Il filone è più o meno lo stesso dei precedenti cortometraggi animati, più apprezzati dagli adulti per una comicità apparentemente cinica ma che fa riflettere su svariati temi. Bordertown entra più a fondo nella stretta attualità: come fa intendere il titolo, che vuol dire città di confine, l’argomento principale della serie è l’immigrazione, nello specifico dal Messico agli Stati Uniti.
Nell’immaginaria città desertica di Mexifornia, due famiglie, i Buckwald e i Gonzalez, vivono fianco a fianco. I secondi, come si capisce facilmente, sono di origine messicana, mentre il personaggio principale dei primi è Bud, agente della polizia di frontiera la cui missione, ovviamente, è fermare i flussi da sud, per lasciare la zona a professori in pensione che nei loro camper preparano metanfetamina – riferimento evidente a Breaking Bad. Ad ostacolare il lavoro di Bud, che non sembra brillare per arguzia, c’è lo scaltro El Coyote, sempre pronto a beffarlo e a dare vita ad inseguimenti nello stile di un altro coyote, il celebre Wile E.
Poi c’è la famiglia di Bud, la cui serenità è messa a dura prova dal figlio Sanford, pseudo-ribelle 24enne costantemente rapito dagli alieni (sarà funzionale allo sviluppo della storia?) e soprattutto dalla figlia Becky, appena diciottenne e intenzionata a sposare il giovane J.C. Gonzalez, fresco di ritorno dal college. L’unione è ostacolata da Bud, come se si fosse ai tempi dei Montecchi e Capuleti, ma su questa tenta di mediare la moglie Janice, che un po’ come le varie Marge (Simpson) e Lois (Griffin) è l’elemento di equilibrio. A completare la famiglia Buckwald c’è la piccola Gert, 5 anni, versione aggiornata dell’aspirante reginetta di bellezza Honey Boo Boo (con tanto di maialino al seguito), protagonista dell’omonimo reality, valido esempio di trash della tv americana.
Dall’altra parte completano i personaggi principali Ernesto, zio di J.C., giardiniere decisamente più grezzo del nipote ben educato e istruito, la moglie Maria, Pepito, il terribile pargolo. suo fratello maggiore Ruiz e nonno Placido. La convivenza oltre le differenze culturali, che a volte sono più similitudini con qualche variante, come per la maniera di vivere lo sport, può comunque superare il pregiudizio.
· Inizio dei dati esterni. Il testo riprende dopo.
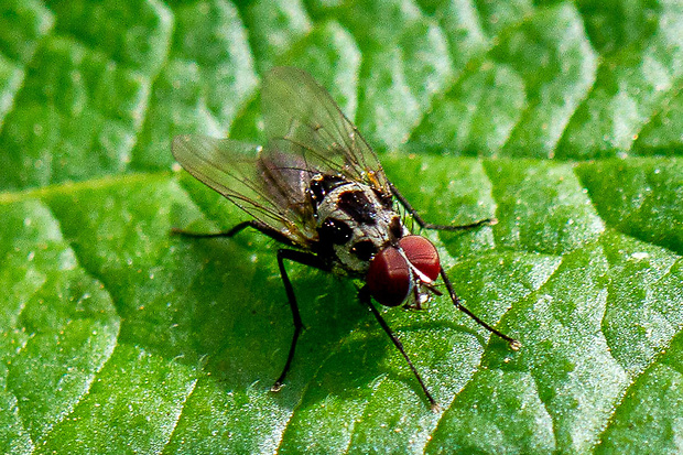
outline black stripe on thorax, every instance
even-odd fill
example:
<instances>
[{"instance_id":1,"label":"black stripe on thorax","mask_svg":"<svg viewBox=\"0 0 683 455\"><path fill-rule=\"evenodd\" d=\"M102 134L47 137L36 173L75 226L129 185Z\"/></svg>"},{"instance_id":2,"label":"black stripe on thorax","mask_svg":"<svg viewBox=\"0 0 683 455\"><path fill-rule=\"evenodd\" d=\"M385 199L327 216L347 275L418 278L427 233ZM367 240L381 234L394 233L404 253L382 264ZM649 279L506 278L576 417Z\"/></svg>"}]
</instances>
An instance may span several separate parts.
<instances>
[{"instance_id":1,"label":"black stripe on thorax","mask_svg":"<svg viewBox=\"0 0 683 455\"><path fill-rule=\"evenodd\" d=\"M359 225L377 224L377 210L362 191L346 191L339 194L337 207Z\"/></svg>"}]
</instances>

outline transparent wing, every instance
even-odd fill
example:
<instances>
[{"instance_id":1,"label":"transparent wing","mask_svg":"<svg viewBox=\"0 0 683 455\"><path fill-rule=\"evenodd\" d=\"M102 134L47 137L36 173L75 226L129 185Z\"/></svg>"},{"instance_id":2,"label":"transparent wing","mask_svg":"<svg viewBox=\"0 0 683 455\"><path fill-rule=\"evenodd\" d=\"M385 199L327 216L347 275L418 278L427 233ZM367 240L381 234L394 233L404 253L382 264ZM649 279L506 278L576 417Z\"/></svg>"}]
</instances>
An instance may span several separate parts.
<instances>
[{"instance_id":1,"label":"transparent wing","mask_svg":"<svg viewBox=\"0 0 683 455\"><path fill-rule=\"evenodd\" d=\"M263 80L261 101L265 134L272 142L264 154L286 148L304 169L342 174L390 194L372 149L308 73L292 67L271 69Z\"/></svg>"},{"instance_id":2,"label":"transparent wing","mask_svg":"<svg viewBox=\"0 0 683 455\"><path fill-rule=\"evenodd\" d=\"M172 150L187 172L253 218L302 246L315 237L304 186L312 175L296 155L263 156L260 147L205 136L178 136Z\"/></svg>"}]
</instances>

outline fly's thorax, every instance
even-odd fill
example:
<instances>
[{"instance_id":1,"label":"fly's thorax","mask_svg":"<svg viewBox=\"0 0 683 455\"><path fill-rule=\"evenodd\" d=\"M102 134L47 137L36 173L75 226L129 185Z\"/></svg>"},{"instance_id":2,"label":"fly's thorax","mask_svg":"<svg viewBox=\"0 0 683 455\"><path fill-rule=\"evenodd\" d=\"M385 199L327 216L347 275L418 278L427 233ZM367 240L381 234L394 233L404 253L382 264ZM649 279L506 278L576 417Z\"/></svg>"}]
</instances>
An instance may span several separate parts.
<instances>
[{"instance_id":1,"label":"fly's thorax","mask_svg":"<svg viewBox=\"0 0 683 455\"><path fill-rule=\"evenodd\" d=\"M332 188L316 216L321 251L354 274L365 274L378 251L408 234L388 198L357 182Z\"/></svg>"}]
</instances>

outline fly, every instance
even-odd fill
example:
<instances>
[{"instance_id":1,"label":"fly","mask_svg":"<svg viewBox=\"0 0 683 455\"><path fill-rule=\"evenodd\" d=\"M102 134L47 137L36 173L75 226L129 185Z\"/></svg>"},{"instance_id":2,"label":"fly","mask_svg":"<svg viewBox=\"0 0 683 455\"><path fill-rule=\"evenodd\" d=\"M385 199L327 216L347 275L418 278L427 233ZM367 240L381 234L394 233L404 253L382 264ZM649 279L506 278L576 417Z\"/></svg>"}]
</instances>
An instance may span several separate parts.
<instances>
[{"instance_id":1,"label":"fly","mask_svg":"<svg viewBox=\"0 0 683 455\"><path fill-rule=\"evenodd\" d=\"M438 408L436 401L372 300L386 306L403 304L420 310L432 295L442 294L434 286L441 277L456 308L519 349L518 340L460 304L436 248L408 229L399 207L423 229L468 230L492 225L495 219L464 226L426 223L387 180L358 129L308 73L292 67L271 69L264 77L261 99L268 138L263 147L203 136L180 136L173 141L173 155L187 172L253 219L225 232L174 232L229 238L252 228L289 247L278 250L278 267L292 310L294 335L273 392L284 383L303 328L284 261L365 280L359 300L405 358L432 409Z\"/></svg>"}]
</instances>

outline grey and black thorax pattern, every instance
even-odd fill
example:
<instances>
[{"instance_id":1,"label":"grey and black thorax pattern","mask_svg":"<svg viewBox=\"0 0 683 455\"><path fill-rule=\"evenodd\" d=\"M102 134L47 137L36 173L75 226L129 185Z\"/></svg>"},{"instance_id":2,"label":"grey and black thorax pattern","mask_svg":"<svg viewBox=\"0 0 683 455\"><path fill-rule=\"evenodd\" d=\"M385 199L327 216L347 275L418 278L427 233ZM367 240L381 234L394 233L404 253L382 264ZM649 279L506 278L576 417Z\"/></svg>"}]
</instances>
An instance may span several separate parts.
<instances>
[{"instance_id":1,"label":"grey and black thorax pattern","mask_svg":"<svg viewBox=\"0 0 683 455\"><path fill-rule=\"evenodd\" d=\"M319 253L350 274L364 275L370 259L408 235L391 197L337 175L316 175L310 196Z\"/></svg>"}]
</instances>

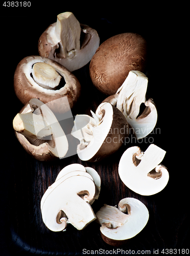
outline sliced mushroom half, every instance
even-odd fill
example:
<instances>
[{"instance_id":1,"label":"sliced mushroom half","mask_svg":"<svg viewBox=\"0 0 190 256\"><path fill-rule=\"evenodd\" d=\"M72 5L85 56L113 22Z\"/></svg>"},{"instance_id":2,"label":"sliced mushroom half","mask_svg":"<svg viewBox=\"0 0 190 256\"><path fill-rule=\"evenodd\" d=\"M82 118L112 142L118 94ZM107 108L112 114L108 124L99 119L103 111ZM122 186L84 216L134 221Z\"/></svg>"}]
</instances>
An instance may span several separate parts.
<instances>
[{"instance_id":1,"label":"sliced mushroom half","mask_svg":"<svg viewBox=\"0 0 190 256\"><path fill-rule=\"evenodd\" d=\"M61 170L41 200L43 221L48 228L62 231L70 223L81 230L96 219L90 205L99 196L97 185L100 187L100 176L98 179L96 173L93 169L94 181L79 164L70 164Z\"/></svg>"},{"instance_id":2,"label":"sliced mushroom half","mask_svg":"<svg viewBox=\"0 0 190 256\"><path fill-rule=\"evenodd\" d=\"M119 163L118 174L124 183L136 193L150 196L167 185L169 174L160 164L165 151L151 144L143 152L138 146L128 148Z\"/></svg>"},{"instance_id":3,"label":"sliced mushroom half","mask_svg":"<svg viewBox=\"0 0 190 256\"><path fill-rule=\"evenodd\" d=\"M66 12L57 15L57 22L42 34L38 51L40 56L56 60L72 72L87 64L99 44L94 29L80 24L73 13Z\"/></svg>"},{"instance_id":4,"label":"sliced mushroom half","mask_svg":"<svg viewBox=\"0 0 190 256\"><path fill-rule=\"evenodd\" d=\"M37 160L63 158L68 148L67 138L56 117L46 104L32 99L13 119L19 142Z\"/></svg>"},{"instance_id":5,"label":"sliced mushroom half","mask_svg":"<svg viewBox=\"0 0 190 256\"><path fill-rule=\"evenodd\" d=\"M104 204L96 216L101 225L100 231L104 241L116 246L139 233L146 225L149 214L139 200L126 198L120 201L118 209Z\"/></svg>"},{"instance_id":6,"label":"sliced mushroom half","mask_svg":"<svg viewBox=\"0 0 190 256\"><path fill-rule=\"evenodd\" d=\"M79 80L61 64L39 56L24 58L18 64L14 77L14 88L20 101L26 104L36 98L44 103L66 96L59 105L52 106L54 112L66 112L76 104L81 92Z\"/></svg>"},{"instance_id":7,"label":"sliced mushroom half","mask_svg":"<svg viewBox=\"0 0 190 256\"><path fill-rule=\"evenodd\" d=\"M115 94L108 97L103 102L109 102L116 106L134 130L137 139L149 134L157 122L157 113L152 99L146 99L148 77L142 72L132 71ZM140 107L145 109L139 115Z\"/></svg>"},{"instance_id":8,"label":"sliced mushroom half","mask_svg":"<svg viewBox=\"0 0 190 256\"><path fill-rule=\"evenodd\" d=\"M80 141L79 158L95 162L118 150L128 135L128 124L121 112L109 103L101 103L91 114L93 117L76 116L72 135Z\"/></svg>"}]
</instances>

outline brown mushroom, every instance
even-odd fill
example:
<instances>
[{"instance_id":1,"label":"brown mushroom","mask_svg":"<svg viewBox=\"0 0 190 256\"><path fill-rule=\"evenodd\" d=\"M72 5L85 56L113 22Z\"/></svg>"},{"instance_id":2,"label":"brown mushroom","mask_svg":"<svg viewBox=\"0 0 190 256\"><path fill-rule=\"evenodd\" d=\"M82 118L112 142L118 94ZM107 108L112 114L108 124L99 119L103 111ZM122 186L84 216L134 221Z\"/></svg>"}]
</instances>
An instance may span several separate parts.
<instances>
[{"instance_id":1,"label":"brown mushroom","mask_svg":"<svg viewBox=\"0 0 190 256\"><path fill-rule=\"evenodd\" d=\"M23 147L38 160L61 159L67 152L63 130L47 104L38 99L31 99L22 108L14 118L13 125Z\"/></svg>"},{"instance_id":2,"label":"brown mushroom","mask_svg":"<svg viewBox=\"0 0 190 256\"><path fill-rule=\"evenodd\" d=\"M74 71L90 61L99 44L94 29L80 24L73 13L66 12L57 15L57 22L42 34L38 52Z\"/></svg>"},{"instance_id":3,"label":"brown mushroom","mask_svg":"<svg viewBox=\"0 0 190 256\"><path fill-rule=\"evenodd\" d=\"M92 83L102 93L114 94L129 71L144 71L146 54L146 42L141 35L124 33L110 37L100 46L90 61Z\"/></svg>"},{"instance_id":4,"label":"brown mushroom","mask_svg":"<svg viewBox=\"0 0 190 256\"><path fill-rule=\"evenodd\" d=\"M54 60L35 55L26 57L18 63L14 74L14 88L18 98L24 104L34 98L46 103L67 96L70 109L81 92L79 80L66 68ZM69 109L65 102L63 100L63 103L56 104L56 108L52 105L52 110L67 112Z\"/></svg>"}]
</instances>

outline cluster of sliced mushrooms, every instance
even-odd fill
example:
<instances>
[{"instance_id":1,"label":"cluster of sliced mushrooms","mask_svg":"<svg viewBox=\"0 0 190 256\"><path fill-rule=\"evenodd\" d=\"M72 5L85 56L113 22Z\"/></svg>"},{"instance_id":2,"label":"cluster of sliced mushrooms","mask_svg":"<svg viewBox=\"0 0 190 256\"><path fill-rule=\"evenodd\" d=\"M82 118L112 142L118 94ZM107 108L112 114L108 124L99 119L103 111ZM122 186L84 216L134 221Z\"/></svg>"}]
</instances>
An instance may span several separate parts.
<instances>
[{"instance_id":1,"label":"cluster of sliced mushrooms","mask_svg":"<svg viewBox=\"0 0 190 256\"><path fill-rule=\"evenodd\" d=\"M14 87L24 106L14 118L13 128L19 142L38 160L64 159L66 155L69 144L57 113L67 113L77 104L81 84L72 72L89 61L92 83L107 97L96 113L91 111L91 116L75 117L71 135L79 140L79 158L100 161L121 147L131 129L137 140L154 129L157 112L153 99L146 98L148 79L143 73L145 40L124 33L99 45L94 29L80 24L72 13L64 12L41 35L39 55L26 57L18 63ZM142 103L145 110L139 114ZM138 146L128 147L118 164L121 180L141 195L159 193L169 178L161 163L165 153L154 144L145 152ZM95 169L78 163L65 166L41 198L44 224L53 231L65 231L69 223L81 230L96 220L101 226L103 239L112 245L140 232L149 219L146 206L126 198L117 208L105 204L94 214L91 205L100 190Z\"/></svg>"}]
</instances>

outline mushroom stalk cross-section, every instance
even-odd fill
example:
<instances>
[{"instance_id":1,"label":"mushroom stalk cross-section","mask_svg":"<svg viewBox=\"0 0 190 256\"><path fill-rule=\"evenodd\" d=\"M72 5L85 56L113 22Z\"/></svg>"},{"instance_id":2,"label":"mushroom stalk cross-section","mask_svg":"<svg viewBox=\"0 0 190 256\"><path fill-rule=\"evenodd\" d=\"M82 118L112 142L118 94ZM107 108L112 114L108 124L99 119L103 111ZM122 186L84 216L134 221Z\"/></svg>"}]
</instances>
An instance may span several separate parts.
<instances>
[{"instance_id":1,"label":"mushroom stalk cross-section","mask_svg":"<svg viewBox=\"0 0 190 256\"><path fill-rule=\"evenodd\" d=\"M165 151L151 144L143 152L138 146L128 148L119 163L118 174L124 183L136 193L154 195L167 185L169 174L160 164Z\"/></svg>"},{"instance_id":2,"label":"mushroom stalk cross-section","mask_svg":"<svg viewBox=\"0 0 190 256\"><path fill-rule=\"evenodd\" d=\"M90 206L100 191L100 178L91 167L67 165L41 200L43 221L54 231L65 230L67 223L81 230L96 219Z\"/></svg>"},{"instance_id":3,"label":"mushroom stalk cross-section","mask_svg":"<svg viewBox=\"0 0 190 256\"><path fill-rule=\"evenodd\" d=\"M77 115L72 135L80 140L77 154L83 161L95 162L114 153L128 136L124 116L109 103L101 103L92 117Z\"/></svg>"},{"instance_id":4,"label":"mushroom stalk cross-section","mask_svg":"<svg viewBox=\"0 0 190 256\"><path fill-rule=\"evenodd\" d=\"M96 216L97 221L101 225L100 231L104 241L111 245L118 246L142 230L147 223L149 214L141 202L126 198L120 201L118 209L104 204Z\"/></svg>"},{"instance_id":5,"label":"mushroom stalk cross-section","mask_svg":"<svg viewBox=\"0 0 190 256\"><path fill-rule=\"evenodd\" d=\"M142 72L131 71L115 94L103 102L115 105L125 116L129 124L134 129L137 139L149 134L157 122L157 113L152 99L146 98L148 77ZM139 114L142 104L144 111Z\"/></svg>"},{"instance_id":6,"label":"mushroom stalk cross-section","mask_svg":"<svg viewBox=\"0 0 190 256\"><path fill-rule=\"evenodd\" d=\"M61 159L67 152L63 130L50 109L39 99L31 99L16 115L13 125L18 141L38 160Z\"/></svg>"}]
</instances>

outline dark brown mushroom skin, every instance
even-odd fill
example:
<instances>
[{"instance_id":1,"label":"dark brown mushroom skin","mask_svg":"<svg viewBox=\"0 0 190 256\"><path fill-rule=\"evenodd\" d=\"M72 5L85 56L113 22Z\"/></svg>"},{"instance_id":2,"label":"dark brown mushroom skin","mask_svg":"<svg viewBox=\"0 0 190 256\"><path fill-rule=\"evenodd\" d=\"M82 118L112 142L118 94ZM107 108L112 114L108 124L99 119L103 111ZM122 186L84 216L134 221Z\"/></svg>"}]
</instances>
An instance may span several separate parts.
<instances>
[{"instance_id":1,"label":"dark brown mushroom skin","mask_svg":"<svg viewBox=\"0 0 190 256\"><path fill-rule=\"evenodd\" d=\"M31 99L35 98L39 99L44 103L46 103L58 98L67 96L70 108L72 109L76 103L81 93L81 85L77 77L61 64L54 60L48 59L48 61L51 63L52 67L58 70L61 70L62 71L65 73L72 82L70 87L68 90L68 88L64 89L63 87L61 92L59 91L58 93L56 92L56 91L53 91L53 93L48 93L48 92L46 94L44 93L44 92L38 91L29 81L22 71L23 66L27 63L27 59L29 57L35 58L36 57L39 56L32 55L22 59L18 64L14 73L14 89L15 94L19 100L23 104L25 104ZM41 57L41 58L43 58L44 57ZM52 110L57 112L58 111L57 105L56 108L57 109ZM64 105L60 106L60 111L66 112L64 111ZM67 109L67 111L68 111L68 109Z\"/></svg>"},{"instance_id":2,"label":"dark brown mushroom skin","mask_svg":"<svg viewBox=\"0 0 190 256\"><path fill-rule=\"evenodd\" d=\"M25 113L29 110L29 103L27 102L19 112ZM49 161L58 159L52 152L48 143L43 143L40 146L36 147L29 142L28 139L22 134L14 131L15 136L26 151L34 158L41 161Z\"/></svg>"},{"instance_id":3,"label":"dark brown mushroom skin","mask_svg":"<svg viewBox=\"0 0 190 256\"><path fill-rule=\"evenodd\" d=\"M140 35L124 33L113 36L98 48L90 61L93 84L102 93L116 93L131 70L144 72L147 43Z\"/></svg>"}]
</instances>

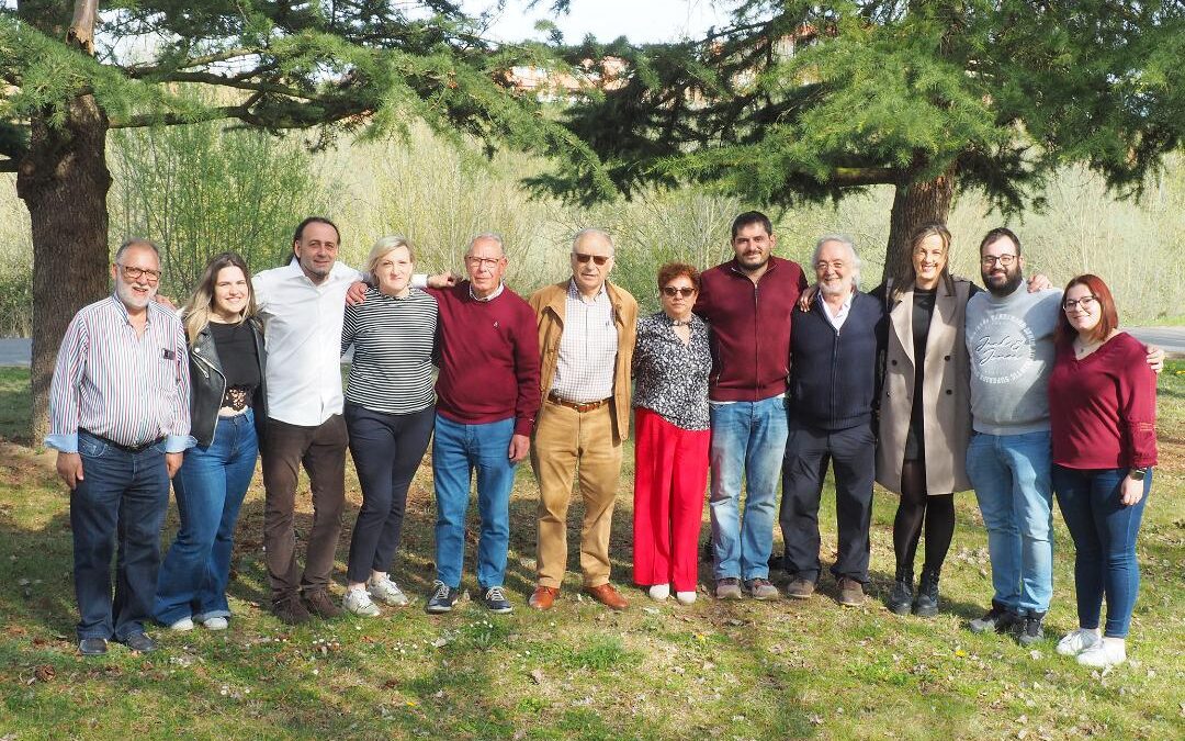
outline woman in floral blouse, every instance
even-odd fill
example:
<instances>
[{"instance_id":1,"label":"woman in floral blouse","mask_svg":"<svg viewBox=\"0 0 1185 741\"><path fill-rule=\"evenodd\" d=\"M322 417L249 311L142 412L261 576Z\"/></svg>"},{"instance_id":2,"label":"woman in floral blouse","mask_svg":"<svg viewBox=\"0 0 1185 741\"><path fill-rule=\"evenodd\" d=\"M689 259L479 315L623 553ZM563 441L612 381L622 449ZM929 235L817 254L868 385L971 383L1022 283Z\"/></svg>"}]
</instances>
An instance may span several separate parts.
<instances>
[{"instance_id":1,"label":"woman in floral blouse","mask_svg":"<svg viewBox=\"0 0 1185 741\"><path fill-rule=\"evenodd\" d=\"M709 328L691 313L699 272L659 268L662 311L638 320L634 350L634 582L696 601L696 548L707 486Z\"/></svg>"}]
</instances>

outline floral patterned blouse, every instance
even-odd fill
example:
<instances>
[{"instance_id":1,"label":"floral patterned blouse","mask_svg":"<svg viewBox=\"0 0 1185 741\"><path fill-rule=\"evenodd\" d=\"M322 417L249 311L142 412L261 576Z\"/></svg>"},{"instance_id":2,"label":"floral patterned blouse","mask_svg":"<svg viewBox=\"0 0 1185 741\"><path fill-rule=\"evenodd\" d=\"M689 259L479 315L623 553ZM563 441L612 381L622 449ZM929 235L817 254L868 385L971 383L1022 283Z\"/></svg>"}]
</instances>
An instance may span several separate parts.
<instances>
[{"instance_id":1,"label":"floral patterned blouse","mask_svg":"<svg viewBox=\"0 0 1185 741\"><path fill-rule=\"evenodd\" d=\"M684 345L664 312L638 320L634 407L658 413L683 429L707 429L707 376L712 370L707 324L692 314Z\"/></svg>"}]
</instances>

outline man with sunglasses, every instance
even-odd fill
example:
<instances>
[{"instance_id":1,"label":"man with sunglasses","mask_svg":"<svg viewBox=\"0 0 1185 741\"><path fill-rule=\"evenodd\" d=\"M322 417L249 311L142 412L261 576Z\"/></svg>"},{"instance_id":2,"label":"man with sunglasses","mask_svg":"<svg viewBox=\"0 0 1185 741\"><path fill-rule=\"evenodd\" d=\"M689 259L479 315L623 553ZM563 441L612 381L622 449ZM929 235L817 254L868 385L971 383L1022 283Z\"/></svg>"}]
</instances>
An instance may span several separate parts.
<instances>
[{"instance_id":1,"label":"man with sunglasses","mask_svg":"<svg viewBox=\"0 0 1185 741\"><path fill-rule=\"evenodd\" d=\"M156 592L168 483L190 437L190 363L175 312L154 299L160 255L124 242L111 266L115 293L70 321L50 387L58 475L70 487L78 651L116 640L156 647L145 633ZM111 600L111 555L115 600Z\"/></svg>"},{"instance_id":2,"label":"man with sunglasses","mask_svg":"<svg viewBox=\"0 0 1185 741\"><path fill-rule=\"evenodd\" d=\"M626 599L609 583L609 530L629 434L629 371L638 302L609 283L613 239L585 229L572 239L572 276L531 296L543 354L543 407L531 462L539 481L538 585L531 607L549 609L568 568L572 475L584 499L584 590L611 609Z\"/></svg>"}]
</instances>

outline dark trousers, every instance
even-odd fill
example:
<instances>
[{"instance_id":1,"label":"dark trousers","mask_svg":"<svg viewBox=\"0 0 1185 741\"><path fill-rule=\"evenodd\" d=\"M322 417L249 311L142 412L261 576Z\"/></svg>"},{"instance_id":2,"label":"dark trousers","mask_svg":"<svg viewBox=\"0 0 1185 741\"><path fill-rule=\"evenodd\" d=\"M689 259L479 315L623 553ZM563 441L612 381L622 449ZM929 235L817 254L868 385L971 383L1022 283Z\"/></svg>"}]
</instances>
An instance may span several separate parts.
<instances>
[{"instance_id":1,"label":"dark trousers","mask_svg":"<svg viewBox=\"0 0 1185 741\"><path fill-rule=\"evenodd\" d=\"M168 509L165 443L129 453L79 432L78 454L83 478L70 496L78 638L124 640L143 632L156 593Z\"/></svg>"},{"instance_id":2,"label":"dark trousers","mask_svg":"<svg viewBox=\"0 0 1185 741\"><path fill-rule=\"evenodd\" d=\"M411 414L384 414L346 404L350 453L354 456L363 506L350 539L346 579L364 582L386 571L399 548L408 487L433 436L436 408Z\"/></svg>"},{"instance_id":3,"label":"dark trousers","mask_svg":"<svg viewBox=\"0 0 1185 741\"><path fill-rule=\"evenodd\" d=\"M839 552L831 571L869 581L869 525L872 520L872 479L876 447L867 424L826 430L790 419L782 460L782 538L786 570L816 581L819 562L819 498L827 464L835 472L835 520Z\"/></svg>"},{"instance_id":4,"label":"dark trousers","mask_svg":"<svg viewBox=\"0 0 1185 741\"><path fill-rule=\"evenodd\" d=\"M263 547L267 549L271 599L325 589L341 534L341 510L346 500L346 423L335 414L316 427L268 420L263 443ZM305 574L296 567L296 534L293 510L301 465L313 492L313 528L308 534Z\"/></svg>"}]
</instances>

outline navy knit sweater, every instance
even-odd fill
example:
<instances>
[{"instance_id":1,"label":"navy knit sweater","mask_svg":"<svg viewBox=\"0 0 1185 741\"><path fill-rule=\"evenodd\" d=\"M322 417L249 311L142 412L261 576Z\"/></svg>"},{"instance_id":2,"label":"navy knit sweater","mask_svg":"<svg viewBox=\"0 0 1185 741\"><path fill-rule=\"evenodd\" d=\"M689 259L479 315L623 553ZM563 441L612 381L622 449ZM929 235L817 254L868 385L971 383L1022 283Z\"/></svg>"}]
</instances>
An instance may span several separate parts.
<instances>
[{"instance_id":1,"label":"navy knit sweater","mask_svg":"<svg viewBox=\"0 0 1185 741\"><path fill-rule=\"evenodd\" d=\"M809 312L795 308L790 317L792 414L822 429L871 424L884 305L857 292L839 332L824 311L816 304Z\"/></svg>"}]
</instances>

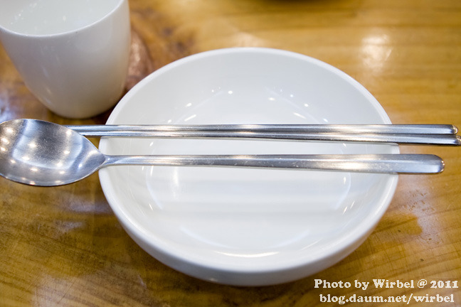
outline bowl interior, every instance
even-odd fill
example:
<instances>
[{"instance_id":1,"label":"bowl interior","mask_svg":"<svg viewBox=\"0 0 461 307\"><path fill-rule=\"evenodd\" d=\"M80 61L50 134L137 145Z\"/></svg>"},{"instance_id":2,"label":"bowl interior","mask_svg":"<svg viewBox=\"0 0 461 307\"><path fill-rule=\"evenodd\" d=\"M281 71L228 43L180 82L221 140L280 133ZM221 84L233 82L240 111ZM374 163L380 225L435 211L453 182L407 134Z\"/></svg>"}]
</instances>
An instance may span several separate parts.
<instances>
[{"instance_id":1,"label":"bowl interior","mask_svg":"<svg viewBox=\"0 0 461 307\"><path fill-rule=\"evenodd\" d=\"M107 124L389 124L376 99L338 70L270 49L204 53L147 77ZM110 154L397 153L342 142L103 139ZM397 176L207 167L100 172L125 227L176 261L240 271L282 270L334 254L369 232ZM345 255L344 255L345 256ZM168 257L168 256L166 256ZM166 261L167 262L167 261Z\"/></svg>"}]
</instances>

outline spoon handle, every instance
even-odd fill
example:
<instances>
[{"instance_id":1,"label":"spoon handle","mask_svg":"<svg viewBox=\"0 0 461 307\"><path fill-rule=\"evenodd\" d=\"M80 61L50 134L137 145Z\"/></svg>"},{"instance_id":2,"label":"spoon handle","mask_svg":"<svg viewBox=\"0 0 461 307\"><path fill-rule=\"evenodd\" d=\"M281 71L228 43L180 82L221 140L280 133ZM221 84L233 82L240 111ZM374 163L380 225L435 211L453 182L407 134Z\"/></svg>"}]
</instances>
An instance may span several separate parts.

Bordertown ha il grande merito, sul solco di chi l’ha preceduto (a partire da I Simpson), di trattare argomenti delicati in maniera ironica ma non per questo più leggera, facendo ridere per contrasto, sbattendo la realtà in faccia a volte brutalmente. E condendo con molti stereotipi, come “redneck” ignoranti, repubblicani mastini da dibattito tv o messicani golosi di tacos, burritos e quesadillas, pronti a sfidarsi nella gara di chi ha la fibbia della cintura più vistosa.
La serie si apre con la votazione referendaria sulla proposta di legge per l’espulsione degli immigrati illegali, approvata e applicata grazie all’uso di un cannone che rispedisce oltre confine quelli “pizzicati” dalle autorità. Ma tra una gag e l’altra viene ricordato quello che dovrebbe essere ovvio, ma non sembra più esserlo: gli Stati Uniti sono stati fondati da immigrati europei e quindi le politiche di chiusura sono ipocrite – anche se tornano di moda con i vari Donald Trump di tutto il mondo.
Comicità e intelligenza, un autore con notevole esperienza, insomma le premesse per la nascita di un’altra serie culto ci sono.